- Country: United States
- Language: English

Publication
- Published in: The Saturday Evening Post
- Publication date: 26 February 1944

= Both Parties Concerned =

"Both Parties Concerned" is an uncollected work of short fiction by J. D. Salinger which appeared in the 26 February 1944 issue of The Saturday Evening Post.

The original title of the story as submitted by Salinger was “Wake Me When It Thunders” to emphasize the story’s climax.
The distinctive first-person narrative voice that identifies Salinger’s protagonist Holden Caulfield in his 1951 novel Catcher in the Rye first emerged in “Both Parties Concerned” with the character Billy Vullmer.

==Plot==

The story examines the lives of a young working-class couple, the twenty-year-old Billy Vullmer and his spouse of 17, Ruthie, chronicling their struggle to mature emotionally and cope with raising a baby.
Billy, in an attempt to evade his responsibilities as a young father, insists that Ruthie accompany him on nightly visits to music venues where they drink and dance. Ruth recognizes this as selfish and juvenile behavior. She briefly leaves Billy. He is deeply shaken by the separation.

During an electrical storm, Billy wakes and discovers that Ruth is not in bed. He goes downstairs and discovers her alone in the kitchen, terrified by the thunder. Billy recognizes her suffering and comforts her. His expression of empathy marks the beginning of a rapprochement between the couple and the prospect that he is gaining a new emotional maturity.

==Style and Theme==

The first-person narrator in “Both Parties Concerned,” the young married father, Billy Vullmer, resembles the distinctive voice of Holden Caulfield in Salinger’s 1951 novel Catcher in the Rye.
Salinger adopts a first-person account so as to elaborate Billy’s struggle to discover and express his discontents. Literary critic John Wenke observes that “like Holden in Catcher (italics), Billy tends to repeat rhetorical tropes.” Wenke continues:

Speaking of Ruthie, Billy claims, “I know her like a book. I mean I know her like a book.” This instinctual redundancy expresses Billy’s nervousness, urgency and insecurity. Repeatedly the past tense narrative passes into the present tense…allow[ing] the thoughts of one instant to be revised, if not contradicted, in the next…”She was being very cynical like. I don’t like that. It doesn’t bother me, but I don’t like it.”
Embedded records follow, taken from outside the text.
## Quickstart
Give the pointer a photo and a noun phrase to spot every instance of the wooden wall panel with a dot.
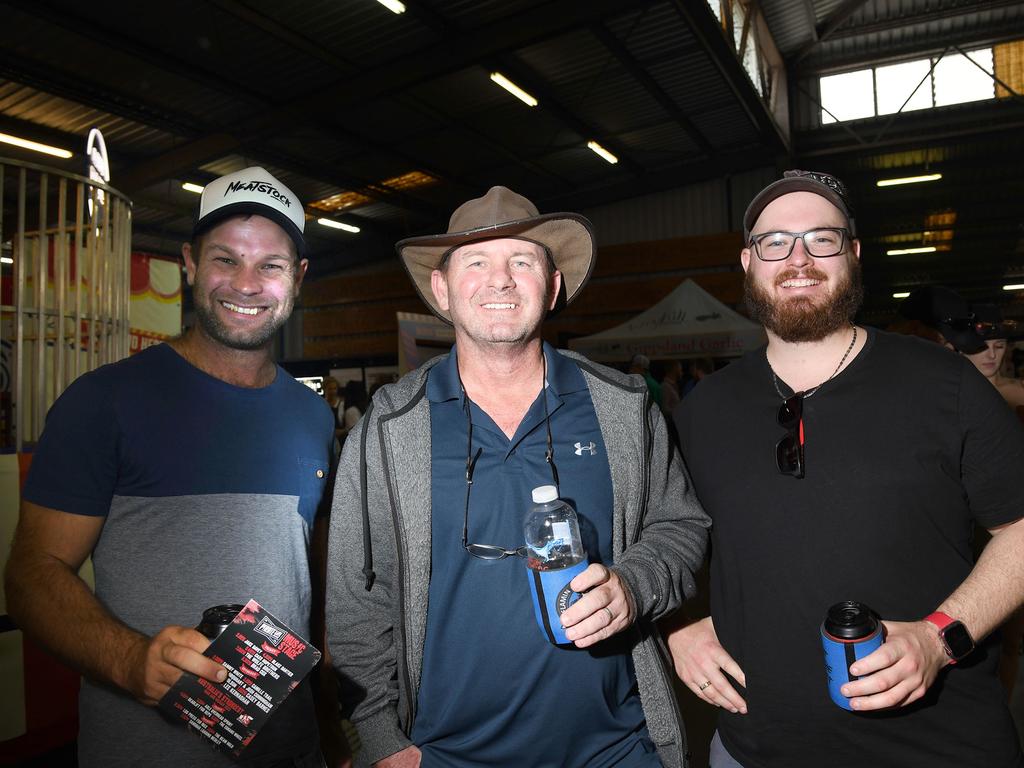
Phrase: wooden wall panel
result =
(669, 255)
(359, 318)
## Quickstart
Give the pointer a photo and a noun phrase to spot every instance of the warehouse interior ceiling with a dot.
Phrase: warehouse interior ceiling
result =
(386, 122)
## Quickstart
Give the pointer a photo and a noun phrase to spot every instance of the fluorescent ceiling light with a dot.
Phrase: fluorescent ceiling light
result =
(338, 225)
(512, 88)
(908, 179)
(35, 145)
(906, 251)
(602, 152)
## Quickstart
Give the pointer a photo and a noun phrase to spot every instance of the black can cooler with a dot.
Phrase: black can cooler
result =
(217, 619)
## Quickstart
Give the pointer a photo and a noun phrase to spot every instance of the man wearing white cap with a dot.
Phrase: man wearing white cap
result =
(190, 473)
(430, 615)
(842, 464)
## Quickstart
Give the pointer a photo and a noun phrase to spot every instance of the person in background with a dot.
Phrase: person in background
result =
(355, 406)
(192, 473)
(332, 393)
(670, 387)
(430, 613)
(641, 365)
(995, 332)
(700, 368)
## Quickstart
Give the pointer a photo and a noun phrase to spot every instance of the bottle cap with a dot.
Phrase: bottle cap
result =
(850, 621)
(545, 494)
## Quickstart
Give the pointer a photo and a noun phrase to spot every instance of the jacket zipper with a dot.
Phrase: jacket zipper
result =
(404, 680)
(648, 448)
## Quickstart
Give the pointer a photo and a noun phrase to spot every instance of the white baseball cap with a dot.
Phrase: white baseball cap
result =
(252, 190)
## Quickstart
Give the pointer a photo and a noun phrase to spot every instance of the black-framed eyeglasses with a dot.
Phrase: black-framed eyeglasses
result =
(493, 551)
(790, 450)
(821, 243)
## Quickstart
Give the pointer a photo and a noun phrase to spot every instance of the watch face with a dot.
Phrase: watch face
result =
(957, 640)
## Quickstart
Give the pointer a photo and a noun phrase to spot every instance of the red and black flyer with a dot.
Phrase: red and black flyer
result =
(265, 660)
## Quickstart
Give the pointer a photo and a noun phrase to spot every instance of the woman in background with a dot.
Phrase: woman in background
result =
(995, 332)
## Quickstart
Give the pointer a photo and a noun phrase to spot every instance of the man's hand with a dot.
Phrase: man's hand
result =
(605, 609)
(155, 664)
(408, 758)
(699, 660)
(900, 671)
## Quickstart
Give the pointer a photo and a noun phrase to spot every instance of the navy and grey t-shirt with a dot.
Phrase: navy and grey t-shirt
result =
(209, 493)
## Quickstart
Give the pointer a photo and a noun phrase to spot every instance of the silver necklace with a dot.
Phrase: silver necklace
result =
(814, 389)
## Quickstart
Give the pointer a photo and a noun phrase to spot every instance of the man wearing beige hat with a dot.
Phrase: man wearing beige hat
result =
(430, 615)
(190, 472)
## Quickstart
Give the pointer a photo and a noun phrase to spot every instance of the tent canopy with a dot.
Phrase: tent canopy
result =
(687, 323)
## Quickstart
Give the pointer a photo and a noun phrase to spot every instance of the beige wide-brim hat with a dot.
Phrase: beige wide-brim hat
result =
(503, 213)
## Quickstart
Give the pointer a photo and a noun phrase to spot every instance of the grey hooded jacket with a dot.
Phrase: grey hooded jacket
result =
(379, 553)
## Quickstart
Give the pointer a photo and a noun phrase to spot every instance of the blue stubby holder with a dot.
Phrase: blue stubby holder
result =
(552, 596)
(851, 631)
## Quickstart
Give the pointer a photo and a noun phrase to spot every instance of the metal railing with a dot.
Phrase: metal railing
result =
(66, 247)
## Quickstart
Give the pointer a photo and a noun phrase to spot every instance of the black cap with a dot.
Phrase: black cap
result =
(827, 186)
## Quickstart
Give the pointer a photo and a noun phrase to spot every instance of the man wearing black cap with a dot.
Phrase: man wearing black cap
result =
(430, 614)
(856, 463)
(190, 473)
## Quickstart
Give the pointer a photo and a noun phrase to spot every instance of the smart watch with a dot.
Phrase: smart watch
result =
(954, 636)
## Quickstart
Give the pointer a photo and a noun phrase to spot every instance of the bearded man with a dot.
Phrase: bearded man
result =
(857, 463)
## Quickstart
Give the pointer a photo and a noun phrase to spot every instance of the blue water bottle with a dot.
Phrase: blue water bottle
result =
(850, 631)
(554, 556)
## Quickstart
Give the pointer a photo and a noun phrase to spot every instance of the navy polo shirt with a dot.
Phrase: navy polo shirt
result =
(494, 691)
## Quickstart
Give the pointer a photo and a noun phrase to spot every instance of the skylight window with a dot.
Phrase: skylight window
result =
(957, 80)
(847, 96)
(895, 85)
(923, 84)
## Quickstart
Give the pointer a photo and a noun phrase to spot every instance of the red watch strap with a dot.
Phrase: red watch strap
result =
(940, 620)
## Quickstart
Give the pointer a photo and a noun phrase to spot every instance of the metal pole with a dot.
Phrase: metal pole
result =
(19, 266)
(79, 261)
(60, 289)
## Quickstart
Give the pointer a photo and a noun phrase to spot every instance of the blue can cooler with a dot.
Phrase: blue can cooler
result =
(851, 631)
(552, 596)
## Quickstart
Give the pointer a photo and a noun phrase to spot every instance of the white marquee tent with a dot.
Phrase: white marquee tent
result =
(687, 323)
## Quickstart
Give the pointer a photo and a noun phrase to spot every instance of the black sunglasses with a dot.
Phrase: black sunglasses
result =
(790, 450)
(493, 551)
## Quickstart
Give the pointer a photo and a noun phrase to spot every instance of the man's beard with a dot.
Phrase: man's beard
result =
(801, 320)
(257, 338)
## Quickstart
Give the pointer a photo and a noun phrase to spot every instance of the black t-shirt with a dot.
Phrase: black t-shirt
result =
(905, 449)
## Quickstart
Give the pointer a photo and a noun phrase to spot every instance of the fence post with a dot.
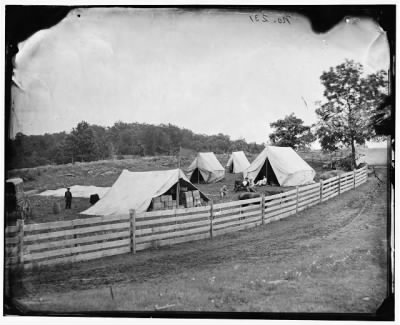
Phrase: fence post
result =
(320, 190)
(262, 208)
(132, 219)
(211, 218)
(20, 226)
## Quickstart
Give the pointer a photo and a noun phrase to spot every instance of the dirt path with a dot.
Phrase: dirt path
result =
(330, 258)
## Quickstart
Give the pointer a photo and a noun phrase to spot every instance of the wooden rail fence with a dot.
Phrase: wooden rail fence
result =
(30, 245)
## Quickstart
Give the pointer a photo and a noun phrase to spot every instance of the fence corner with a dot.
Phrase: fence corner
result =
(211, 218)
(262, 208)
(132, 228)
(20, 227)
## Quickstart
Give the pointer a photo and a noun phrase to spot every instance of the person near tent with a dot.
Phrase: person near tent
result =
(223, 191)
(68, 199)
(262, 182)
(251, 181)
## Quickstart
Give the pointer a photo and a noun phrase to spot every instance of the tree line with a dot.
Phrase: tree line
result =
(356, 108)
(89, 142)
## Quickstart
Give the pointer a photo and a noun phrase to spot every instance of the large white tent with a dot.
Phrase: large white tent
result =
(237, 162)
(135, 190)
(280, 165)
(205, 168)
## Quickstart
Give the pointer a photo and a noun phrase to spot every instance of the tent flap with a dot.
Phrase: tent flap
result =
(237, 162)
(289, 168)
(209, 167)
(134, 190)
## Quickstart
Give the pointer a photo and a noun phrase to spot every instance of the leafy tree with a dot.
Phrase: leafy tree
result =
(81, 143)
(291, 132)
(344, 119)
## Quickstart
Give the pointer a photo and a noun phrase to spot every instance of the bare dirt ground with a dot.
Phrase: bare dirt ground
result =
(329, 258)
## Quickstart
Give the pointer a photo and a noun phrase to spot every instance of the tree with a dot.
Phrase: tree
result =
(291, 132)
(352, 98)
(81, 143)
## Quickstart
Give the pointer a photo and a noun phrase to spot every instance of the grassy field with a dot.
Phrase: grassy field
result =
(330, 258)
(104, 173)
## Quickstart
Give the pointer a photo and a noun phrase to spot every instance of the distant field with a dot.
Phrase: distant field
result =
(105, 173)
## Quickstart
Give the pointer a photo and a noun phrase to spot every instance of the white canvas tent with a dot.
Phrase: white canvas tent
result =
(237, 162)
(280, 165)
(135, 190)
(205, 168)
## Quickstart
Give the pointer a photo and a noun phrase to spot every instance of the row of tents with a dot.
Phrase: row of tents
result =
(135, 190)
(280, 165)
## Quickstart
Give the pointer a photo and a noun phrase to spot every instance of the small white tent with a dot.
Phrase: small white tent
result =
(280, 165)
(237, 162)
(134, 190)
(205, 168)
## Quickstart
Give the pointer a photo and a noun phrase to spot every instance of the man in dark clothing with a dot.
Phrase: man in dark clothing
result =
(68, 199)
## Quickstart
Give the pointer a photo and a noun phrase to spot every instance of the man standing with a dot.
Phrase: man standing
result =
(68, 199)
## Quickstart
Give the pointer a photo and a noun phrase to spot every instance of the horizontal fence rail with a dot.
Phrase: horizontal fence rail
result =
(95, 237)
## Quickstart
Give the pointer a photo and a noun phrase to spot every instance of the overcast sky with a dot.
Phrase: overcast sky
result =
(208, 71)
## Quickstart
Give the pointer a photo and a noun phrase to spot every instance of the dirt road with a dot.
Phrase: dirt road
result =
(329, 258)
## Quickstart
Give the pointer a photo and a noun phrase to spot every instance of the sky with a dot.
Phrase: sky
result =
(208, 71)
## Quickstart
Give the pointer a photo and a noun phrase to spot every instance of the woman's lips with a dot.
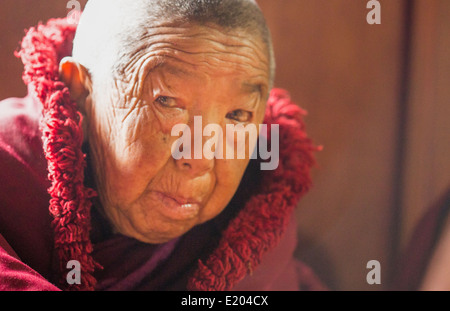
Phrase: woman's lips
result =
(178, 208)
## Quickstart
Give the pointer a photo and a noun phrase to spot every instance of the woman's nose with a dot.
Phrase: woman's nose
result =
(195, 167)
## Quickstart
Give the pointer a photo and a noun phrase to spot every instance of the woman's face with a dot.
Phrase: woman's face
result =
(180, 73)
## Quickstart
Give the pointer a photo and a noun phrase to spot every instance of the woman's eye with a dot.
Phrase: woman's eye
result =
(240, 115)
(166, 101)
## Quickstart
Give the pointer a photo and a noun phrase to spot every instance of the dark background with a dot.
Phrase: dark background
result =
(378, 101)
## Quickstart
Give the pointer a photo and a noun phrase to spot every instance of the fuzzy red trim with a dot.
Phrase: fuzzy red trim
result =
(256, 229)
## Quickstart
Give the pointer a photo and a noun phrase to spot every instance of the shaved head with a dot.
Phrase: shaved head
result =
(138, 69)
(111, 31)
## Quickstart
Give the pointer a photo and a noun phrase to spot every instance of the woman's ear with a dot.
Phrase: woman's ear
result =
(77, 79)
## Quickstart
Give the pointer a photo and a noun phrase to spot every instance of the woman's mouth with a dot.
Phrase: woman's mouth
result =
(176, 207)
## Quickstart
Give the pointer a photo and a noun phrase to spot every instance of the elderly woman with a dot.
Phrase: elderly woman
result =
(92, 196)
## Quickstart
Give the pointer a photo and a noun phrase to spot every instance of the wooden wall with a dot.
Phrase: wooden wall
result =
(378, 101)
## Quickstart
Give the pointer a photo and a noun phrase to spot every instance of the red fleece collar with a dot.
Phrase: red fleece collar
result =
(255, 230)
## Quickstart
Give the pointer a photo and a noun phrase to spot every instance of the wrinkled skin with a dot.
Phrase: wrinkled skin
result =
(180, 72)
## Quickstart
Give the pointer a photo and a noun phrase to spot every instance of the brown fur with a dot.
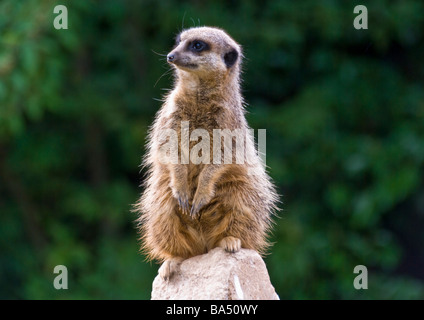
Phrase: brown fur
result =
(231, 207)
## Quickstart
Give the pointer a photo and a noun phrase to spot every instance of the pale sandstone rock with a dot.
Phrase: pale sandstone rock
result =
(218, 275)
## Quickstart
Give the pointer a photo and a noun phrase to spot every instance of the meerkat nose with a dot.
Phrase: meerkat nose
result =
(171, 57)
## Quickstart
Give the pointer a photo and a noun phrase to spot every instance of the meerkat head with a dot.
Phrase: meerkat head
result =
(205, 52)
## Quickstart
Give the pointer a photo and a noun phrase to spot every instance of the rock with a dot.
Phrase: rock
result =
(218, 275)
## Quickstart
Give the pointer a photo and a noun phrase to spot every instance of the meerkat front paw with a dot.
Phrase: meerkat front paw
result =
(199, 201)
(181, 195)
(230, 244)
(169, 267)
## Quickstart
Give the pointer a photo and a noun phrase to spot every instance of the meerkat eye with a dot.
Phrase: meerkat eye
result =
(198, 46)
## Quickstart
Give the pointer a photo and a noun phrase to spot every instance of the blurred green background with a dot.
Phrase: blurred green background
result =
(344, 114)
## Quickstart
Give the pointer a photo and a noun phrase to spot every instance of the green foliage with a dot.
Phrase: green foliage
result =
(343, 109)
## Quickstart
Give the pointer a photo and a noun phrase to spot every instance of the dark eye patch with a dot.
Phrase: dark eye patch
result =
(198, 46)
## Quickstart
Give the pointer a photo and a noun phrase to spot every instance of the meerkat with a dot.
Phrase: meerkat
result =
(188, 209)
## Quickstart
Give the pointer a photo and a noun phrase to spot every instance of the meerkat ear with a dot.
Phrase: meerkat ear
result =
(230, 58)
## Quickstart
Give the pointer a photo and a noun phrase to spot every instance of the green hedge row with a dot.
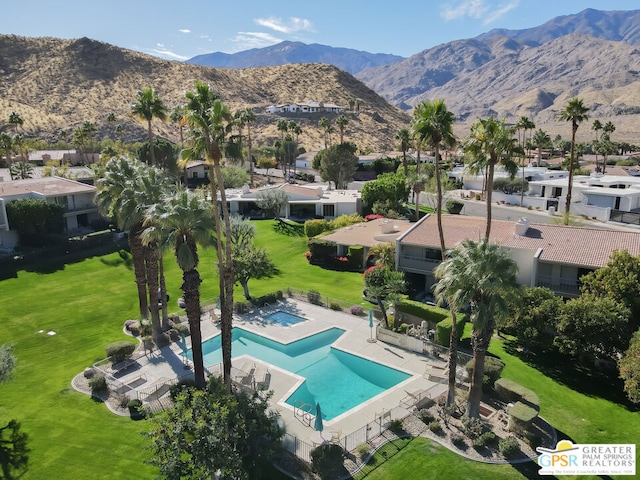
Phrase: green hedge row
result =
(443, 330)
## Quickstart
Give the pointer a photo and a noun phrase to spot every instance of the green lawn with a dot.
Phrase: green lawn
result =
(86, 303)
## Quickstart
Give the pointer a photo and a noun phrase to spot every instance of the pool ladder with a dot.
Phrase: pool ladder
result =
(302, 411)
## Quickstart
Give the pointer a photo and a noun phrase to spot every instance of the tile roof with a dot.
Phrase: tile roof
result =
(583, 246)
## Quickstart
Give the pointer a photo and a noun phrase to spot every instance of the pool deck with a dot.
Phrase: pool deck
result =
(168, 363)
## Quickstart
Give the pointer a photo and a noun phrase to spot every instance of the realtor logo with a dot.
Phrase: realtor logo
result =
(587, 459)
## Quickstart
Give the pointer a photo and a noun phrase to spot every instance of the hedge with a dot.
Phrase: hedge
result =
(118, 351)
(315, 227)
(492, 370)
(443, 330)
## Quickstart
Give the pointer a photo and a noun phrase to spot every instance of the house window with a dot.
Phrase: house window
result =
(328, 210)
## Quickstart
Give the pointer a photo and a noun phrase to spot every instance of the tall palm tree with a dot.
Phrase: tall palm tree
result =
(342, 121)
(540, 139)
(324, 124)
(148, 106)
(247, 116)
(211, 122)
(481, 275)
(183, 220)
(116, 198)
(6, 144)
(404, 141)
(576, 113)
(490, 143)
(433, 124)
(596, 127)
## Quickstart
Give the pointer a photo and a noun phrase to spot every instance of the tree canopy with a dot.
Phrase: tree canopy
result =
(209, 431)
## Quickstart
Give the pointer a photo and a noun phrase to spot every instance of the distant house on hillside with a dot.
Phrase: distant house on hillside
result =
(310, 106)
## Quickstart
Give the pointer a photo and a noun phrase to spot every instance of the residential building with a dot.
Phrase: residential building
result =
(552, 256)
(304, 202)
(77, 199)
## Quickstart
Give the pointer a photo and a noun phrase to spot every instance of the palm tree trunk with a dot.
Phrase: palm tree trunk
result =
(191, 291)
(163, 294)
(489, 195)
(475, 392)
(567, 207)
(151, 254)
(137, 254)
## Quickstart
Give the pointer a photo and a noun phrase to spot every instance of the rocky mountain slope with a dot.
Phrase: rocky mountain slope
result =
(58, 84)
(346, 59)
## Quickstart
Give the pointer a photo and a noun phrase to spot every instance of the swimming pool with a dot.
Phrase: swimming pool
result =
(339, 381)
(284, 318)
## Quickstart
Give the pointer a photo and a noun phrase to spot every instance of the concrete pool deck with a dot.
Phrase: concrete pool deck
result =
(167, 363)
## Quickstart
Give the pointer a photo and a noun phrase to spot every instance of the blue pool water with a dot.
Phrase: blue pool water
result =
(285, 319)
(337, 380)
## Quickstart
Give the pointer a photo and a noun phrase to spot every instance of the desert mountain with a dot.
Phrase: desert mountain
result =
(346, 59)
(58, 84)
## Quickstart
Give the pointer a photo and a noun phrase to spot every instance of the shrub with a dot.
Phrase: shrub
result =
(426, 416)
(314, 297)
(458, 441)
(473, 427)
(326, 457)
(435, 428)
(396, 426)
(118, 351)
(315, 227)
(509, 447)
(363, 450)
(487, 438)
(443, 330)
(98, 384)
(492, 370)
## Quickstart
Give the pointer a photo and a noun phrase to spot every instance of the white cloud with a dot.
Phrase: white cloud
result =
(247, 40)
(478, 9)
(291, 25)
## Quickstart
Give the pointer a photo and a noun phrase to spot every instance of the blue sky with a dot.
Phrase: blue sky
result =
(181, 29)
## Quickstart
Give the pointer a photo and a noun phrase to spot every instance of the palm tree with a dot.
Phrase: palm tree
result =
(6, 144)
(211, 121)
(433, 124)
(116, 198)
(489, 143)
(247, 116)
(147, 107)
(576, 113)
(540, 139)
(342, 121)
(596, 127)
(324, 124)
(404, 141)
(283, 127)
(183, 220)
(481, 275)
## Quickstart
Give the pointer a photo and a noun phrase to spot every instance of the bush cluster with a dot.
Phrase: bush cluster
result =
(509, 447)
(118, 351)
(326, 457)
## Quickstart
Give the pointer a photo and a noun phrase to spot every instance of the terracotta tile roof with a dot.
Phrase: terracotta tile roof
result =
(583, 246)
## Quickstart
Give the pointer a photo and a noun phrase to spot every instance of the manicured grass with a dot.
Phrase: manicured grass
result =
(424, 459)
(86, 303)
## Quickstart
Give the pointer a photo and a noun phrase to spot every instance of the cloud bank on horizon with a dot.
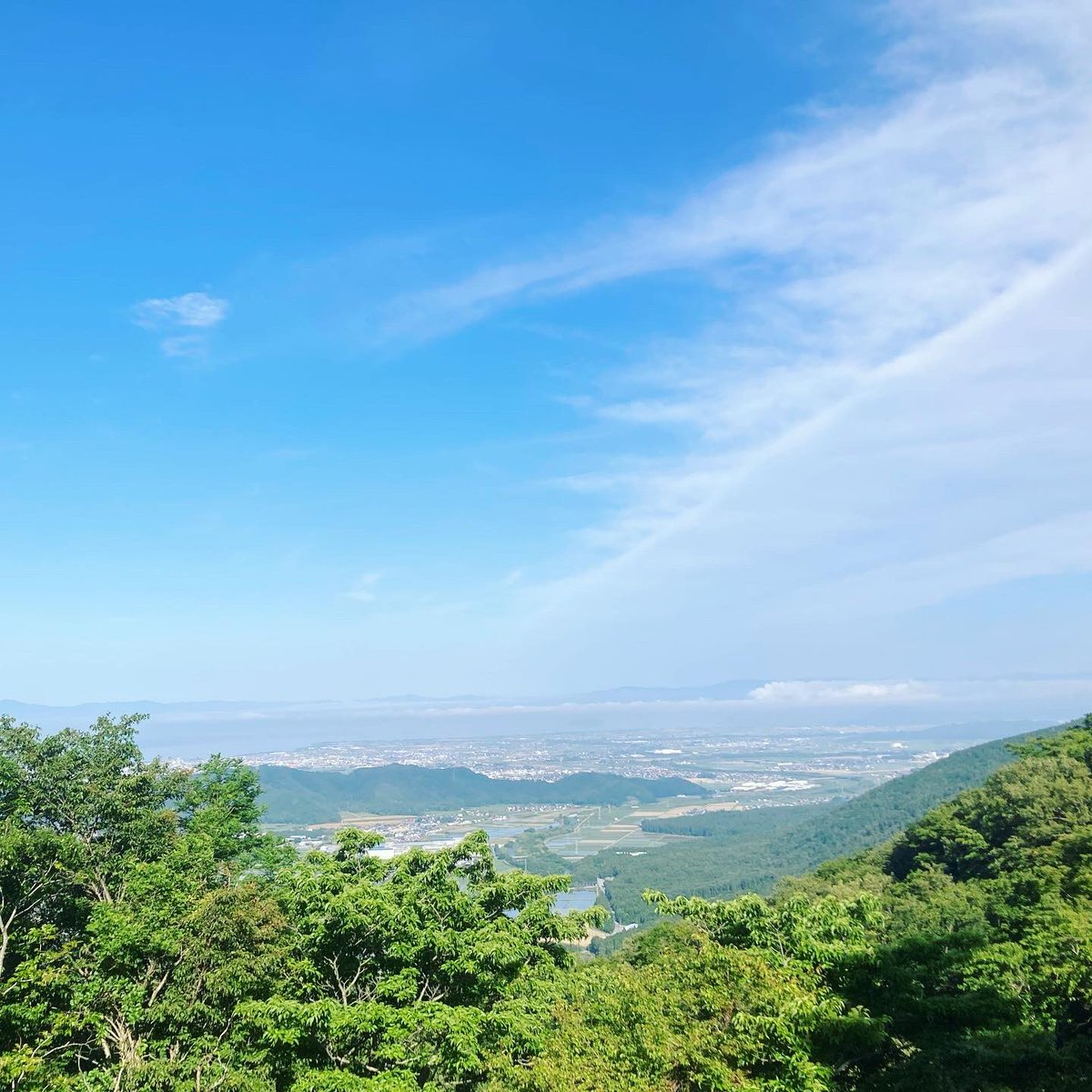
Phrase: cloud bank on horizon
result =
(823, 414)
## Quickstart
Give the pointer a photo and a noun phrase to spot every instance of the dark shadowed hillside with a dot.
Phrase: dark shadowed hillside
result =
(749, 851)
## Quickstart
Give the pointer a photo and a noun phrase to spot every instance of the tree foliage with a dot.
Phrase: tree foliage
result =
(152, 938)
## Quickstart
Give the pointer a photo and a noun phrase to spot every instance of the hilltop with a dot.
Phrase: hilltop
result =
(751, 851)
(315, 796)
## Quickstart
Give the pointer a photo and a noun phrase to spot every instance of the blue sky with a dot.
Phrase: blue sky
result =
(507, 348)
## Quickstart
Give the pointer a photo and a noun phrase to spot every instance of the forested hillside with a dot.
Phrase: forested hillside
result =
(307, 796)
(153, 940)
(749, 851)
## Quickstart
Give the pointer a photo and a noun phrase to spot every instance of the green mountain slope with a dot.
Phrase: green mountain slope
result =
(307, 796)
(751, 851)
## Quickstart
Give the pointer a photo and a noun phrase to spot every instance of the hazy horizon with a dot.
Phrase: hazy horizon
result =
(483, 349)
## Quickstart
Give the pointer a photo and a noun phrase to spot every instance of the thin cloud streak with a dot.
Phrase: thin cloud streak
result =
(895, 415)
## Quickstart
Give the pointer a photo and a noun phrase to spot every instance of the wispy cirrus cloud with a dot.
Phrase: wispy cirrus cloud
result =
(891, 413)
(364, 588)
(183, 321)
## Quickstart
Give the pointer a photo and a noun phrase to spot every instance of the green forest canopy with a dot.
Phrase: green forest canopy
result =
(751, 851)
(152, 938)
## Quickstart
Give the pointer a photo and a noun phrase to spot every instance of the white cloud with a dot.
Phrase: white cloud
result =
(364, 588)
(196, 309)
(831, 693)
(184, 322)
(895, 414)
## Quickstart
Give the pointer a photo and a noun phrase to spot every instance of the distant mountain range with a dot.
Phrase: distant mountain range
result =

The characterizations of Billy and Ruthie were widely recognized by Americans, especially couples, who after two years of war identified with their difficulties. Biographer Kenneth Slawenski remarks on the significance of Salinger’s ability to convey his protagonist’s experience:

Billy and Ruthie were created as simple characters, but their simplicity adds to their believability. Their reaction to events are commonplace, leading to a certain intimacy between characters and readers…Salinger’s ability to transmit self-image to the reader in this way is what gives his writing life.

== Sources ==
- Slawenski, Kenneth. 2010. J. D. Salinger: A Life. Random House, New York.
- Wenke, John. 1991. J. D. Salinger: A Study of the Short Fiction. Twaynes Studies in Short Fiction, Gordon Weaver, General Editor. Twayne Publishers, New York.